Starting with number five.
The FBI staked out the Grand Ballroom. For those of us who weren’t licensed to participate in stakeouts, the day quickly devolved into a waiting game. The afternoon bled slowly into evening. The darker it got, the brighter the lights outside our marked-red window seemed to grow, and the harder my heart beat in my chest.
January first. January second. January third. January fourth. I kept thinking, over and over again, that today was the fifth. Four bodies in four days. Next comes number five. That’s how you think of them, isn’t it? Not as people. As numbers. Things to be quantified. A part of your equation.
My mind went to the photo I’d seen in my mother’s file of a skeleton wrapped carefully in a royal blue shawl. Dean had read remorse into the way the body had been buried. I couldn’t help seeing the contrast.
You don’t feel remorse. I made myself focus on the Vegas killer. That, I could handle. That, I could do. Why would you? There are billions of people in the world, and you’ve killed such a very small percentage of them. One, two, three, four—
“Okay, that’s it.” Lia exited her bedroom, took one look at the rest of us, and flounced into the kitchen. I heard her bang open the freezer. A few seconds later, she was back. She tossed something at Michael. “Frozen washcloth,” she told him. “Put it on your eye and stop with the brooding, because I think we all know that Dean has that market cornered.”

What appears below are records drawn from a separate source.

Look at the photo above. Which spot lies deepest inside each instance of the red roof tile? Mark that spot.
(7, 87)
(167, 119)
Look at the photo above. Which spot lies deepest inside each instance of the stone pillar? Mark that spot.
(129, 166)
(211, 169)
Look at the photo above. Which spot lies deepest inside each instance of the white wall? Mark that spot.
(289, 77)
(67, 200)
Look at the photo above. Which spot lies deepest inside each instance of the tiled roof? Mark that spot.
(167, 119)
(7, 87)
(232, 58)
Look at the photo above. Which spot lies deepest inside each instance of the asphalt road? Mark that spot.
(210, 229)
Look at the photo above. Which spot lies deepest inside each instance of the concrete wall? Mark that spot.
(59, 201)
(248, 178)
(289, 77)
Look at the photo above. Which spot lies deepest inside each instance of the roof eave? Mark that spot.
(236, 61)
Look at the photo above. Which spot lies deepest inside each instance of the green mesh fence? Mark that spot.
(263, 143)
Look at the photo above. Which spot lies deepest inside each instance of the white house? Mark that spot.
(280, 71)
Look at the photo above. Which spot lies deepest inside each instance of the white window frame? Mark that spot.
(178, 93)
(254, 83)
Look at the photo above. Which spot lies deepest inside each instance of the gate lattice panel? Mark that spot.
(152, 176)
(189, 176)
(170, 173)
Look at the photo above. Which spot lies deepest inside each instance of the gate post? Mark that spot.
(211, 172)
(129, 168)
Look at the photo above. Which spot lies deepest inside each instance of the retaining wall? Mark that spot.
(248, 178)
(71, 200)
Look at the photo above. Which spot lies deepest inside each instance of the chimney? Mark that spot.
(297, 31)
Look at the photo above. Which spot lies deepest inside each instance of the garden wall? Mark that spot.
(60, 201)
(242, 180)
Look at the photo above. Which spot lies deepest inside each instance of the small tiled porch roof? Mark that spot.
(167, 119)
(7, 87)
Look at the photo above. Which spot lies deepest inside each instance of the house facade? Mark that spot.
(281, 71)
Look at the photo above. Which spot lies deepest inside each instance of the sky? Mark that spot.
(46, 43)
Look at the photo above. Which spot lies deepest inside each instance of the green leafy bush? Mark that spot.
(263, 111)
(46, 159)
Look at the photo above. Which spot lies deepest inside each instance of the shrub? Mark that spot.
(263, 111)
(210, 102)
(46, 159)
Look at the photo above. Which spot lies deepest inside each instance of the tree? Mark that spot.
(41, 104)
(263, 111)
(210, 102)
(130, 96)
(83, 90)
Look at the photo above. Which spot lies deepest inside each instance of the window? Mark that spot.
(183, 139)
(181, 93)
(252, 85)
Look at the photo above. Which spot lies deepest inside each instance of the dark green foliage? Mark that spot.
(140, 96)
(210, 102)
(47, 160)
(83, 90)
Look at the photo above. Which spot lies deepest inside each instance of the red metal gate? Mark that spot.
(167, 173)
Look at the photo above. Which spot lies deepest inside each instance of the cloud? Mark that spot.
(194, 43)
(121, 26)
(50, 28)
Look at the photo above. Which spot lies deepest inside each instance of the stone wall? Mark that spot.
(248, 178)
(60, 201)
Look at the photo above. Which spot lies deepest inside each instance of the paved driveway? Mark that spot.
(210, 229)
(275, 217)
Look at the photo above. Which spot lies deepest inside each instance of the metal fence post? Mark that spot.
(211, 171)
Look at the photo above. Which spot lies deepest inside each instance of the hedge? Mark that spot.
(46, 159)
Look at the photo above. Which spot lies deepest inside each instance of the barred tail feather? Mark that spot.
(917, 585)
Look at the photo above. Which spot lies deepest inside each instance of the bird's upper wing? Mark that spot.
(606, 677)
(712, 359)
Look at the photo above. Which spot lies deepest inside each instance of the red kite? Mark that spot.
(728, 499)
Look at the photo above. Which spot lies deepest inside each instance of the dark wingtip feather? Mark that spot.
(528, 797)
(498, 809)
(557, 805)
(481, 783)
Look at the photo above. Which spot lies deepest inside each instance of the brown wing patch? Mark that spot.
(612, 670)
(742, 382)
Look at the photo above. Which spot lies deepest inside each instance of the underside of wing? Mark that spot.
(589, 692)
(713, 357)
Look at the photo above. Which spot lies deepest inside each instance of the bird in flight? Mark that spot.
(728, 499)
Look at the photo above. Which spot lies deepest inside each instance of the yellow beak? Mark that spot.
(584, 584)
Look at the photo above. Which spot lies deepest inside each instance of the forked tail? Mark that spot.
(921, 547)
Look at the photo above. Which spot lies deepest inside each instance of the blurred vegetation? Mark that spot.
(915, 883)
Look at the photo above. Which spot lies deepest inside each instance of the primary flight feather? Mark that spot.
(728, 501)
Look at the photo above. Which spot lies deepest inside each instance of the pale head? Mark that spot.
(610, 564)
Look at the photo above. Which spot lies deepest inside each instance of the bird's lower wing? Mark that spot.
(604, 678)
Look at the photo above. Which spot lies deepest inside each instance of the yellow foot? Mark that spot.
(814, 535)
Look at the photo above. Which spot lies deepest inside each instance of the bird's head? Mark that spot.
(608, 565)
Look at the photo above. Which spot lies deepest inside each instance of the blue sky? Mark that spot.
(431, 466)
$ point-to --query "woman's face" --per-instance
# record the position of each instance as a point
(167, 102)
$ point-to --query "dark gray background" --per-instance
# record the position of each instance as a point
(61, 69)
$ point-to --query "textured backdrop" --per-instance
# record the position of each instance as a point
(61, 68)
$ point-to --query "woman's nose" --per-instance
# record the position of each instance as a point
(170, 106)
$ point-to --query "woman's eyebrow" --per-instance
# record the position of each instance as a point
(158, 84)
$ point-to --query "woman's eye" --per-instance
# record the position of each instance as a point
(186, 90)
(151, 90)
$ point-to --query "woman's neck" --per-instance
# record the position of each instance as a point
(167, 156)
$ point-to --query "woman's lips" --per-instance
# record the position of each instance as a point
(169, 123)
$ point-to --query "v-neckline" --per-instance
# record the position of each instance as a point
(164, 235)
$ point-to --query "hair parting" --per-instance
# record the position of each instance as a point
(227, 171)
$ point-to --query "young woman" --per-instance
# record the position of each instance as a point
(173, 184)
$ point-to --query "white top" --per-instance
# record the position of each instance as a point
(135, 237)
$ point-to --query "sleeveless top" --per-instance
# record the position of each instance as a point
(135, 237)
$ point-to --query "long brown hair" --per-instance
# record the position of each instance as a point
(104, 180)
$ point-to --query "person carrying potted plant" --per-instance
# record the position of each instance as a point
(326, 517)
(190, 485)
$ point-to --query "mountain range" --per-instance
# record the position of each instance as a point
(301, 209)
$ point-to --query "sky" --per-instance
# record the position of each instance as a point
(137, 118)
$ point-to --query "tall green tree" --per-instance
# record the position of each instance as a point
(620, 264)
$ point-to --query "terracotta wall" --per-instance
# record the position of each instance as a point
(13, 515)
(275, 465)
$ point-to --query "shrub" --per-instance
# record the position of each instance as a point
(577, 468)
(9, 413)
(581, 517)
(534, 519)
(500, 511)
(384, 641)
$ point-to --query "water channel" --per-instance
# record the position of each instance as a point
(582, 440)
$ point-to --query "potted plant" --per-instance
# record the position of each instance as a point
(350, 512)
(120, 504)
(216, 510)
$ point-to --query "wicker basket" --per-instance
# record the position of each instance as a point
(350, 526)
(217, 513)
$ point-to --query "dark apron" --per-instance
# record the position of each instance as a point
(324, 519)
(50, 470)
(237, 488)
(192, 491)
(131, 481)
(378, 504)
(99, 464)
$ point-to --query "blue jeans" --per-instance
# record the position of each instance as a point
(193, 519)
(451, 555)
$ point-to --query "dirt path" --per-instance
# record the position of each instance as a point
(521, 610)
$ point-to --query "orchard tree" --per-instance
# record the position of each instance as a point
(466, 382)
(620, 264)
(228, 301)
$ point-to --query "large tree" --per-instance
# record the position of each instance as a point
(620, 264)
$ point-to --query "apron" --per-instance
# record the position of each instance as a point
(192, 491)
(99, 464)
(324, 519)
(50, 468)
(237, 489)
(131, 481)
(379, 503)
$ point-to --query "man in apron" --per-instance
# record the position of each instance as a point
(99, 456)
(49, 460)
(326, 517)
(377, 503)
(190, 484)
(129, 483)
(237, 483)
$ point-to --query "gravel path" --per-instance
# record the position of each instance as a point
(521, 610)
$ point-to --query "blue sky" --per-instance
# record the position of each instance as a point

Lia didn’t wait to see if Michael followed her instructions before she turned to her next target. “Dean,” she said, her voice wavering slightly. “I’m pregnant.”
Dean’s eyelid twitched. “No, you’re not.”
“Who’s to say, really?” Lia countered. “The point is that sitting here waiting for the phone to ring and mentally going over worst-case scenarios isn’t helping anybody.”
“So what do you suggest we do?” I asked.
Lia hit a switch and a blackout screen slowly covered the wall of windows—and Sloane’s writing. Sloane let out an indignant squeak, but Lia preempted any actual complaint.